Basically, we’ll find the initial position on mousedown, listen to mousemove for calculating and applying the drag distance and finally bind the mouseup events to stop dragging.

function drags(dragElement, resizeElement, container) {
// Initialize the dragging event on mousedown.
dragElement.on(‘mousedown touchstart’, function(e) {
dragElement.addClass(‘draggable’);
resizeElement.addClass(‘resizable’);
// Check if it’s a mouse or touch event and pass along the correct value
var startX = (e.pageX) ? e.pageX :
e.originalEvent.touches[0].pageX;
// Get the initial position
var dragWidth = dragElement.outerWidth(),
posX = dragElement.offset().left + dragWidth – startX,
containerOffset = container.offset().left,
containerWidth = container.outerWidth();
// Set limits
minLeft = containerOffset + 10;
maxLeft = containerOffset + containerWidth – dragWidth – 10;
// Calculate the dragging distance on mousemove.
dragElement.parents().on(“mousemove touchmove”, function(e) {
// Check if it’s a mouse or touch event and pass along the correct value
var moveX = (e.pageX) ? e.pageX
e.originalEvent.touches[0].pageX;
leftValue = moveX + posX – dragWidth;
// Prevent going off limits
if ( leftValue < minLeft) {
leftValue = minLeft;
} else if (leftValue > maxLeft) {
leftValue = maxLeft;
}
// Translate the handle’s left value to masked divs width.
widthValue = (leftValue + dragWidth/2 – containerOffset)*100/containerWidth+’%’;
// Set the new values for the slider and the handle.
// Bind mouseup events to stop dragging.
$(‘.draggable’).css(‘left’, widthValue).on(‘mouseup touchend touchcancel’, function () {
$(this).removeClass(‘draggable’);
resizeElement.removeClass(‘resizable’);
});
$(‘.resizable’).css(‘width’, widthValue);
}).on(‘mouseup touchend touchcancel’, function(){
dragElement.removeClass(‘draggable’);
resizeElement.removeClass(‘resizable’);
});
e.preventDefault();
}).on(‘mouseup touchend touchcancel’, function(e){
dragElement.removeClass(‘draggable’);
resizeElement.removeClass(‘resizable’);
});
}

Try it.

WRAPPING IT UP

Finally, we call the drags function, tie everything together on document.ready and voila!

// Call & init
$(document).ready(function(){
$(‘.ba-slider’).each(function(){
var cur = $(this);
// Adjust the slider
var width = cur.width()+’px’;
cur.find(‘.resize img’).css(‘width’, width);
// Bind dragging events
drags(cur.find(‘.handle’), cur.find(‘.resize’), cur);
});
});
// Update sliders on resize.
// We all do it: i.imgur.com/YkbaV.gif
$(window).resize(function(){
$(‘.ba-slider’).each(function(){
var cur = $(this);
var width = cur.width()+’px’;
cur.find(‘.resize img’).css(‘width’, width);
});
});

Try it.


So, there you have it.
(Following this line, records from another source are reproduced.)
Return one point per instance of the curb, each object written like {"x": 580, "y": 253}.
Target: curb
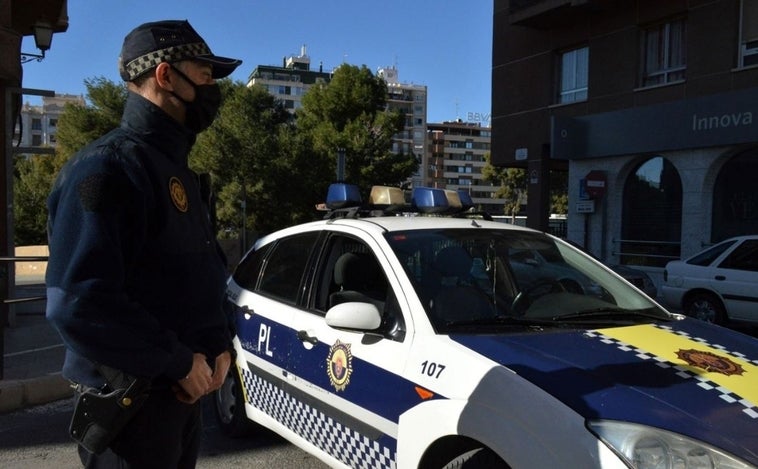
{"x": 19, "y": 394}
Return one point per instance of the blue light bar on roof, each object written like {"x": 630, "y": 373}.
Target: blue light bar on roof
{"x": 429, "y": 200}
{"x": 341, "y": 195}
{"x": 466, "y": 200}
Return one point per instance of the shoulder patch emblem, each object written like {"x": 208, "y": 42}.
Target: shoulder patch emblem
{"x": 339, "y": 365}
{"x": 178, "y": 194}
{"x": 710, "y": 362}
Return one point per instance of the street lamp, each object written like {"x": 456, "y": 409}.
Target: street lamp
{"x": 43, "y": 38}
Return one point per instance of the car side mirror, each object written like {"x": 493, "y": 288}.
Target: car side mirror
{"x": 355, "y": 316}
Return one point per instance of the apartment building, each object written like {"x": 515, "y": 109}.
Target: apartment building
{"x": 455, "y": 158}
{"x": 38, "y": 123}
{"x": 651, "y": 105}
{"x": 289, "y": 82}
{"x": 411, "y": 100}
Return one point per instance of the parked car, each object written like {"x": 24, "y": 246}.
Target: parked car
{"x": 718, "y": 285}
{"x": 396, "y": 336}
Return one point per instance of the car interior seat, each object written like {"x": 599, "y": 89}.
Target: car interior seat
{"x": 359, "y": 278}
{"x": 457, "y": 297}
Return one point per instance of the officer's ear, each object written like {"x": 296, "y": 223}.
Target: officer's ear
{"x": 163, "y": 76}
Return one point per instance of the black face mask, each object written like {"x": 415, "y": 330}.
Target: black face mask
{"x": 199, "y": 114}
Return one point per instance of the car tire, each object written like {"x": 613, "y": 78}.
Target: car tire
{"x": 229, "y": 407}
{"x": 477, "y": 458}
{"x": 706, "y": 307}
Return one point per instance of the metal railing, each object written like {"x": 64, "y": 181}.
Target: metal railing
{"x": 7, "y": 302}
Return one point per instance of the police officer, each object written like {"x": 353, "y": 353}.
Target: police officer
{"x": 135, "y": 278}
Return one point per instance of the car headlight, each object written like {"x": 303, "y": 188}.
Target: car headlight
{"x": 643, "y": 447}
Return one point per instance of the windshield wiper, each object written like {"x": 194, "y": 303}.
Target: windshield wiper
{"x": 611, "y": 313}
{"x": 502, "y": 321}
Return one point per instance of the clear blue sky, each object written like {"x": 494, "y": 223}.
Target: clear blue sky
{"x": 443, "y": 44}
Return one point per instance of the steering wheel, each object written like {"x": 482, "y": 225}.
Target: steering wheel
{"x": 542, "y": 287}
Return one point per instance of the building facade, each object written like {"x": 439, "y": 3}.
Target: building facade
{"x": 37, "y": 125}
{"x": 455, "y": 157}
{"x": 289, "y": 82}
{"x": 411, "y": 100}
{"x": 652, "y": 105}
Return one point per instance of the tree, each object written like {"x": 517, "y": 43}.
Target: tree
{"x": 81, "y": 124}
{"x": 34, "y": 175}
{"x": 513, "y": 185}
{"x": 350, "y": 114}
{"x": 260, "y": 173}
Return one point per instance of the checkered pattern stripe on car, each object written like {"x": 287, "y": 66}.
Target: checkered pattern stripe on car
{"x": 750, "y": 409}
{"x": 330, "y": 436}
{"x": 146, "y": 62}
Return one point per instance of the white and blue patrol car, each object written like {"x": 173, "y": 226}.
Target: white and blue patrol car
{"x": 394, "y": 335}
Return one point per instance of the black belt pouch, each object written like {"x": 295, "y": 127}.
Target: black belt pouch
{"x": 100, "y": 414}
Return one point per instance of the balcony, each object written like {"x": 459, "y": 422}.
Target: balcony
{"x": 547, "y": 14}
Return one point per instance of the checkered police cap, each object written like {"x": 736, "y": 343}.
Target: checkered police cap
{"x": 167, "y": 41}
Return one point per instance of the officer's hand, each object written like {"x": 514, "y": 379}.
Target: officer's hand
{"x": 197, "y": 382}
{"x": 223, "y": 362}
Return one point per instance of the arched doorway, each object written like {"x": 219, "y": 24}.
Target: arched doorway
{"x": 651, "y": 226}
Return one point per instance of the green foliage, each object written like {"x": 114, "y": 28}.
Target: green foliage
{"x": 350, "y": 114}
{"x": 79, "y": 125}
{"x": 32, "y": 179}
{"x": 253, "y": 154}
{"x": 261, "y": 159}
{"x": 513, "y": 185}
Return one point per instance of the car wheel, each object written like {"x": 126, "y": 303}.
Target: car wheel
{"x": 477, "y": 458}
{"x": 229, "y": 406}
{"x": 706, "y": 307}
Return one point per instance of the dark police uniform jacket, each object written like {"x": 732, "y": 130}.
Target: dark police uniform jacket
{"x": 135, "y": 278}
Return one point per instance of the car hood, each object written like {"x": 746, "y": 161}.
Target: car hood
{"x": 685, "y": 376}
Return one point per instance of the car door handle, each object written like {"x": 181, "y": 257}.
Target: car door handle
{"x": 304, "y": 337}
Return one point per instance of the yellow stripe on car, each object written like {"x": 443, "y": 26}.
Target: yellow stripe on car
{"x": 703, "y": 360}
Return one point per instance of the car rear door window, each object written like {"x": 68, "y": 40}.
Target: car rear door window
{"x": 709, "y": 255}
{"x": 744, "y": 257}
{"x": 284, "y": 268}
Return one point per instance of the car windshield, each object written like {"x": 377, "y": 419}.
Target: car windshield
{"x": 479, "y": 279}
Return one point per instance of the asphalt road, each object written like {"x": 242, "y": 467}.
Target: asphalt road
{"x": 36, "y": 438}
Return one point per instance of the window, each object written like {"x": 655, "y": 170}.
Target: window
{"x": 574, "y": 71}
{"x": 707, "y": 257}
{"x": 735, "y": 197}
{"x": 651, "y": 226}
{"x": 350, "y": 272}
{"x": 284, "y": 268}
{"x": 745, "y": 257}
{"x": 664, "y": 53}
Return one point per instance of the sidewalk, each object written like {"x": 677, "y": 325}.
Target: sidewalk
{"x": 32, "y": 357}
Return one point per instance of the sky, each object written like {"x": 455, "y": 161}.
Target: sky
{"x": 445, "y": 45}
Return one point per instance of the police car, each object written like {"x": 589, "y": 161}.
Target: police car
{"x": 403, "y": 335}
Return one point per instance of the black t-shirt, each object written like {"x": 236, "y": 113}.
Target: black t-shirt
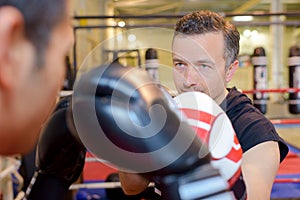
{"x": 250, "y": 125}
{"x": 251, "y": 128}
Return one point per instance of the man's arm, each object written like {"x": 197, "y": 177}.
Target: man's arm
{"x": 259, "y": 167}
{"x": 133, "y": 183}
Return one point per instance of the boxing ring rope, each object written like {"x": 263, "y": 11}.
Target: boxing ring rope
{"x": 9, "y": 166}
{"x": 106, "y": 185}
{"x": 280, "y": 90}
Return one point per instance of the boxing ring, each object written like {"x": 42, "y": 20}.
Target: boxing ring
{"x": 286, "y": 184}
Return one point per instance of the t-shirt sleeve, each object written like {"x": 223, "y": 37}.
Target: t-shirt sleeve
{"x": 253, "y": 128}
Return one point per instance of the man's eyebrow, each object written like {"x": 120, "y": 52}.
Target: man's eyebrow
{"x": 206, "y": 61}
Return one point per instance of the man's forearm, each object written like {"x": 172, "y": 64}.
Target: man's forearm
{"x": 133, "y": 183}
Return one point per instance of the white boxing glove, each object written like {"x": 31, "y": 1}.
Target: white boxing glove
{"x": 214, "y": 127}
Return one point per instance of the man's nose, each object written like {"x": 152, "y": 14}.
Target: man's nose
{"x": 191, "y": 76}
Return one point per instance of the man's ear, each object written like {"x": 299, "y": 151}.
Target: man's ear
{"x": 231, "y": 70}
{"x": 11, "y": 31}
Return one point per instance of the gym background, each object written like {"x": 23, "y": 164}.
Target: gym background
{"x": 106, "y": 29}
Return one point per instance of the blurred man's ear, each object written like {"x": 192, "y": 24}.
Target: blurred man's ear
{"x": 231, "y": 70}
{"x": 11, "y": 31}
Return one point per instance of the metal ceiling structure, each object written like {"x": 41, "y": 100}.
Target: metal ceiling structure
{"x": 148, "y": 7}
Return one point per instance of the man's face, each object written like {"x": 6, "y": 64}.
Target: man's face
{"x": 199, "y": 65}
{"x": 37, "y": 87}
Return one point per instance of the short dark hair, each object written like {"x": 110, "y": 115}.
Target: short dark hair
{"x": 40, "y": 16}
{"x": 206, "y": 21}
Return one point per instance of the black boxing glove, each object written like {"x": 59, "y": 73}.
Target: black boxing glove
{"x": 122, "y": 116}
{"x": 60, "y": 158}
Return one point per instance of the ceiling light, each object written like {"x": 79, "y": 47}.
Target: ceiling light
{"x": 121, "y": 23}
{"x": 245, "y": 18}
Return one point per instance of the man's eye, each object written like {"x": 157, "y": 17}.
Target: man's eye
{"x": 179, "y": 65}
{"x": 203, "y": 66}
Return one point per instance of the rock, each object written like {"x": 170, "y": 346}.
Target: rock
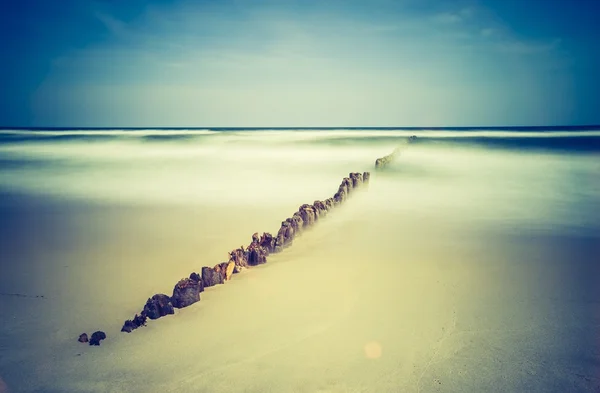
{"x": 285, "y": 236}
{"x": 186, "y": 292}
{"x": 267, "y": 242}
{"x": 257, "y": 255}
{"x": 97, "y": 337}
{"x": 198, "y": 278}
{"x": 307, "y": 213}
{"x": 138, "y": 321}
{"x": 366, "y": 177}
{"x": 238, "y": 257}
{"x": 229, "y": 270}
{"x": 356, "y": 178}
{"x": 129, "y": 326}
{"x": 210, "y": 277}
{"x": 384, "y": 161}
{"x": 225, "y": 269}
{"x": 158, "y": 306}
{"x": 330, "y": 203}
{"x": 340, "y": 196}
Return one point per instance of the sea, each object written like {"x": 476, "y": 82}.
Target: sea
{"x": 471, "y": 263}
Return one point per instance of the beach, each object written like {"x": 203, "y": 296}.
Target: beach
{"x": 465, "y": 265}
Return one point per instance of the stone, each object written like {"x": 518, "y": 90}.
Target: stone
{"x": 356, "y": 178}
{"x": 186, "y": 292}
{"x": 257, "y": 255}
{"x": 138, "y": 321}
{"x": 307, "y": 213}
{"x": 196, "y": 277}
{"x": 366, "y": 177}
{"x": 267, "y": 242}
{"x": 97, "y": 337}
{"x": 238, "y": 257}
{"x": 229, "y": 270}
{"x": 210, "y": 277}
{"x": 158, "y": 306}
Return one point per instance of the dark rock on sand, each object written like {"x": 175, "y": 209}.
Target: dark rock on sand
{"x": 225, "y": 269}
{"x": 198, "y": 278}
{"x": 238, "y": 257}
{"x": 97, "y": 337}
{"x": 257, "y": 255}
{"x": 210, "y": 277}
{"x": 267, "y": 242}
{"x": 138, "y": 321}
{"x": 186, "y": 292}
{"x": 158, "y": 306}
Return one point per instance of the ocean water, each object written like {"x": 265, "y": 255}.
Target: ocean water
{"x": 469, "y": 264}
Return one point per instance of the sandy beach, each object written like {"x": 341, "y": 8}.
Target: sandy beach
{"x": 442, "y": 276}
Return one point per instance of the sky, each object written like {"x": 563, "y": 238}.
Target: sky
{"x": 309, "y": 63}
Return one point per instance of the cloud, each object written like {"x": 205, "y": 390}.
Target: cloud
{"x": 528, "y": 48}
{"x": 487, "y": 32}
{"x": 447, "y": 18}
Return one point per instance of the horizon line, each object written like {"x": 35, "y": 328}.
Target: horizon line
{"x": 217, "y": 128}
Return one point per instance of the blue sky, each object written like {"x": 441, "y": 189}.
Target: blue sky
{"x": 299, "y": 63}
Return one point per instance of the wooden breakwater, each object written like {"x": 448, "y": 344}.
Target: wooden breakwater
{"x": 187, "y": 291}
{"x": 382, "y": 162}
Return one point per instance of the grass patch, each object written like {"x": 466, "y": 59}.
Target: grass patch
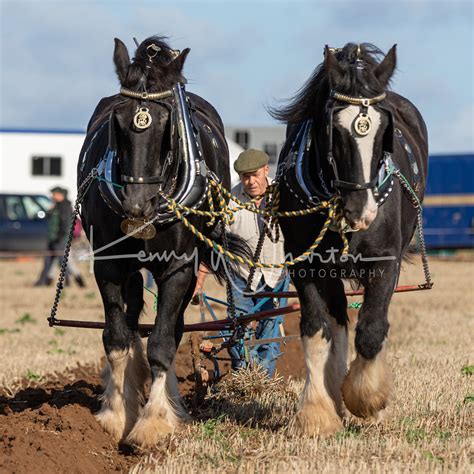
{"x": 469, "y": 398}
{"x": 33, "y": 376}
{"x": 8, "y": 331}
{"x": 467, "y": 370}
{"x": 26, "y": 318}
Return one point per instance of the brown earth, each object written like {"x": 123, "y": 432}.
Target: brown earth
{"x": 50, "y": 426}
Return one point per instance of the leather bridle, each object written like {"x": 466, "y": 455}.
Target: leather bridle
{"x": 363, "y": 121}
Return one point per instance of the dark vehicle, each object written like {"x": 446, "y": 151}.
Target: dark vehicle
{"x": 448, "y": 208}
{"x": 23, "y": 224}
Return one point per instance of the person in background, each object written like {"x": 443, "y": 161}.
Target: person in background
{"x": 252, "y": 167}
{"x": 59, "y": 219}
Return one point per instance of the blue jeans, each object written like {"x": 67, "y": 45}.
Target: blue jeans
{"x": 267, "y": 354}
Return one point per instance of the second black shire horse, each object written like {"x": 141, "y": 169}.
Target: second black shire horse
{"x": 149, "y": 142}
{"x": 346, "y": 134}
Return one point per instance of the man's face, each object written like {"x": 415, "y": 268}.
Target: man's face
{"x": 57, "y": 197}
{"x": 255, "y": 182}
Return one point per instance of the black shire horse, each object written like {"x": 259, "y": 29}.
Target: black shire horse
{"x": 150, "y": 140}
{"x": 345, "y": 133}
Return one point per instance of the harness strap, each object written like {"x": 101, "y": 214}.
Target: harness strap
{"x": 142, "y": 179}
{"x": 357, "y": 186}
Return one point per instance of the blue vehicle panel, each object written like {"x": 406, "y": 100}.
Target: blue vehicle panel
{"x": 448, "y": 210}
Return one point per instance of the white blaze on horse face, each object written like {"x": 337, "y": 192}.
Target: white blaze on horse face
{"x": 365, "y": 144}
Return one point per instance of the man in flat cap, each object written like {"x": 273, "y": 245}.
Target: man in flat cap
{"x": 252, "y": 167}
{"x": 59, "y": 219}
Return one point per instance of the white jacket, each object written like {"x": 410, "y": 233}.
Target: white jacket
{"x": 246, "y": 226}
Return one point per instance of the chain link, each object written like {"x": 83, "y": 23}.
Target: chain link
{"x": 81, "y": 192}
{"x": 419, "y": 224}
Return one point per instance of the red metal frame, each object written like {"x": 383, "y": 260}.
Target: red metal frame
{"x": 145, "y": 329}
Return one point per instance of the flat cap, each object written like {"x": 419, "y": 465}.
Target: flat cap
{"x": 250, "y": 160}
{"x": 58, "y": 189}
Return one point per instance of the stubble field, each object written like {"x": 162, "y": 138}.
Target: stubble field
{"x": 47, "y": 400}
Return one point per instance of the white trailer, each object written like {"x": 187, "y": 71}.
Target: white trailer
{"x": 34, "y": 161}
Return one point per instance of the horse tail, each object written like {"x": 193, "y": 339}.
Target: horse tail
{"x": 217, "y": 263}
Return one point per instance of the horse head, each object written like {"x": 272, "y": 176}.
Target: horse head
{"x": 358, "y": 128}
{"x": 141, "y": 125}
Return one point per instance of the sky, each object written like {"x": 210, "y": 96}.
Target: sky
{"x": 56, "y": 56}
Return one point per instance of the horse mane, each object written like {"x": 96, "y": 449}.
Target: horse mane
{"x": 161, "y": 74}
{"x": 312, "y": 96}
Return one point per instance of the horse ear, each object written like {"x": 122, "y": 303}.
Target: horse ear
{"x": 121, "y": 60}
{"x": 332, "y": 66}
{"x": 178, "y": 63}
{"x": 383, "y": 72}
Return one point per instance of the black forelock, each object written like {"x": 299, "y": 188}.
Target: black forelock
{"x": 315, "y": 92}
{"x": 159, "y": 75}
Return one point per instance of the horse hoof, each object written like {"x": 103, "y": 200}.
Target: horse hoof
{"x": 112, "y": 422}
{"x": 314, "y": 420}
{"x": 148, "y": 431}
{"x": 366, "y": 388}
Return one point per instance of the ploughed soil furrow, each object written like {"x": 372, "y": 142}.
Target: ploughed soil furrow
{"x": 49, "y": 425}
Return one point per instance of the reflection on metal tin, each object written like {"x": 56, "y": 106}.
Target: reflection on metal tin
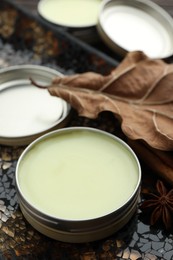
{"x": 90, "y": 184}
{"x": 136, "y": 25}
{"x": 27, "y": 112}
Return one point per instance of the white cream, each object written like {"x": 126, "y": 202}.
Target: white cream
{"x": 70, "y": 13}
{"x": 134, "y": 29}
{"x": 27, "y": 110}
{"x": 78, "y": 176}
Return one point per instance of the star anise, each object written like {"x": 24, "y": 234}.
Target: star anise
{"x": 161, "y": 205}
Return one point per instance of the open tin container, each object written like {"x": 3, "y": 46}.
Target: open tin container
{"x": 79, "y": 17}
{"x": 78, "y": 184}
{"x": 136, "y": 25}
{"x": 27, "y": 112}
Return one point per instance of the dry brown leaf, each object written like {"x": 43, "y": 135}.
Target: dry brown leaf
{"x": 139, "y": 92}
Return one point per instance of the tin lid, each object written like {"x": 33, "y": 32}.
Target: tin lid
{"x": 27, "y": 112}
{"x": 136, "y": 25}
{"x": 70, "y": 13}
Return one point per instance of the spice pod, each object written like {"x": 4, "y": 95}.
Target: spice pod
{"x": 90, "y": 184}
{"x": 136, "y": 25}
{"x": 27, "y": 112}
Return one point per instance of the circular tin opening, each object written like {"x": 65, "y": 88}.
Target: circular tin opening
{"x": 25, "y": 110}
{"x": 70, "y": 13}
{"x": 136, "y": 25}
{"x": 86, "y": 175}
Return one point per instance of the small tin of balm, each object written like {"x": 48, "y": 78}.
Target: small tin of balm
{"x": 136, "y": 25}
{"x": 26, "y": 111}
{"x": 90, "y": 184}
{"x": 79, "y": 17}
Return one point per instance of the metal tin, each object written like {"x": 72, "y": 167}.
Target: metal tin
{"x": 78, "y": 230}
{"x": 136, "y": 25}
{"x": 66, "y": 15}
{"x": 27, "y": 112}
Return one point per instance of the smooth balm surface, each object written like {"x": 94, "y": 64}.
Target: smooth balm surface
{"x": 78, "y": 175}
{"x": 70, "y": 13}
{"x": 134, "y": 29}
{"x": 27, "y": 110}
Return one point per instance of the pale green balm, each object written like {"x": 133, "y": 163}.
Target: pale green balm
{"x": 78, "y": 175}
{"x": 71, "y": 13}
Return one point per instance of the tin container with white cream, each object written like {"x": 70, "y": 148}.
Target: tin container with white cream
{"x": 78, "y": 184}
{"x": 79, "y": 17}
{"x": 27, "y": 112}
{"x": 136, "y": 25}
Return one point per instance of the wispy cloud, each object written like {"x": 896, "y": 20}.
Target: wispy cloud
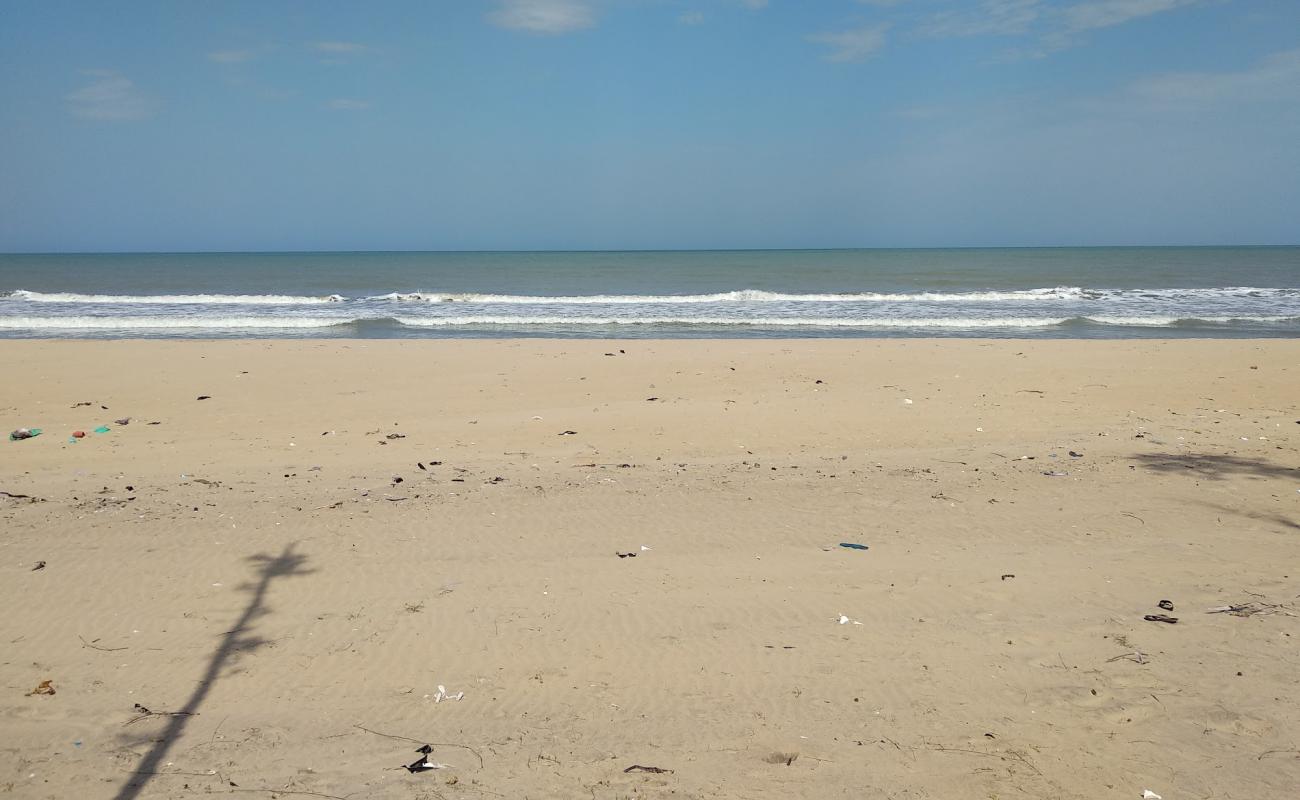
{"x": 856, "y": 44}
{"x": 992, "y": 18}
{"x": 339, "y": 48}
{"x": 1106, "y": 13}
{"x": 109, "y": 96}
{"x": 232, "y": 56}
{"x": 1274, "y": 78}
{"x": 544, "y": 16}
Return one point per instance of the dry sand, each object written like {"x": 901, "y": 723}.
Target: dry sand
{"x": 251, "y": 560}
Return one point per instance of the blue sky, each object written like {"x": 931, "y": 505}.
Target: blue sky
{"x": 646, "y": 124}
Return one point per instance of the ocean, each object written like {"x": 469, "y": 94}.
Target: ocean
{"x": 1023, "y": 293}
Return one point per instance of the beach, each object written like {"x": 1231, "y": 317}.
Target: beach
{"x": 553, "y": 561}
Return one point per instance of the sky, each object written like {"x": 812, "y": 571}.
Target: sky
{"x": 646, "y": 124}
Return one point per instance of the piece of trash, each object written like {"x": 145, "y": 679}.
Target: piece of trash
{"x": 657, "y": 770}
{"x": 423, "y": 764}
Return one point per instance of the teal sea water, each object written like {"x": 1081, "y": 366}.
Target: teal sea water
{"x": 1039, "y": 293}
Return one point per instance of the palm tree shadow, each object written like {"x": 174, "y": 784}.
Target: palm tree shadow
{"x": 1213, "y": 467}
{"x": 234, "y": 641}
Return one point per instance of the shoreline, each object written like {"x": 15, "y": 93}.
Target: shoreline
{"x": 260, "y": 545}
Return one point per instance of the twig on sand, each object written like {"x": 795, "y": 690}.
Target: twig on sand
{"x": 1012, "y": 753}
{"x": 464, "y": 747}
{"x": 95, "y": 647}
{"x": 286, "y": 791}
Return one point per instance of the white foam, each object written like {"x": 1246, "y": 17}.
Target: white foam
{"x": 176, "y": 299}
{"x": 125, "y": 323}
{"x": 716, "y": 320}
{"x": 742, "y": 295}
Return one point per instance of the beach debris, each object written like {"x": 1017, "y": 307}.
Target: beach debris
{"x": 657, "y": 770}
{"x": 1161, "y": 618}
{"x": 423, "y": 764}
{"x": 1249, "y": 609}
{"x": 143, "y": 713}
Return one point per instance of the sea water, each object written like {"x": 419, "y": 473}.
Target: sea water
{"x": 1036, "y": 293}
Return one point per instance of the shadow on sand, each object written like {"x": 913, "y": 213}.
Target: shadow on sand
{"x": 233, "y": 641}
{"x": 1213, "y": 467}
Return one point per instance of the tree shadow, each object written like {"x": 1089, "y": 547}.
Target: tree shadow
{"x": 1213, "y": 467}
{"x": 234, "y": 641}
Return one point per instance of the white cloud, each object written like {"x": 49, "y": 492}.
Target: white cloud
{"x": 993, "y": 18}
{"x": 1106, "y": 13}
{"x": 544, "y": 16}
{"x": 230, "y": 56}
{"x": 109, "y": 96}
{"x": 1274, "y": 78}
{"x": 854, "y": 44}
{"x": 338, "y": 48}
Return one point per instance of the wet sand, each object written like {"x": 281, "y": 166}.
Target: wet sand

I’m already working on turning this into a jQuery plugin but, hopefully, this will help a few people in need and spark some ideas until then.

P.S. We open sourced the Before & After Image Comparison Slider under the MIT license: before-after.js. We hope it will save developers time, and that they will use in their own projects. Feel free to fork it, comment, or send pull requests.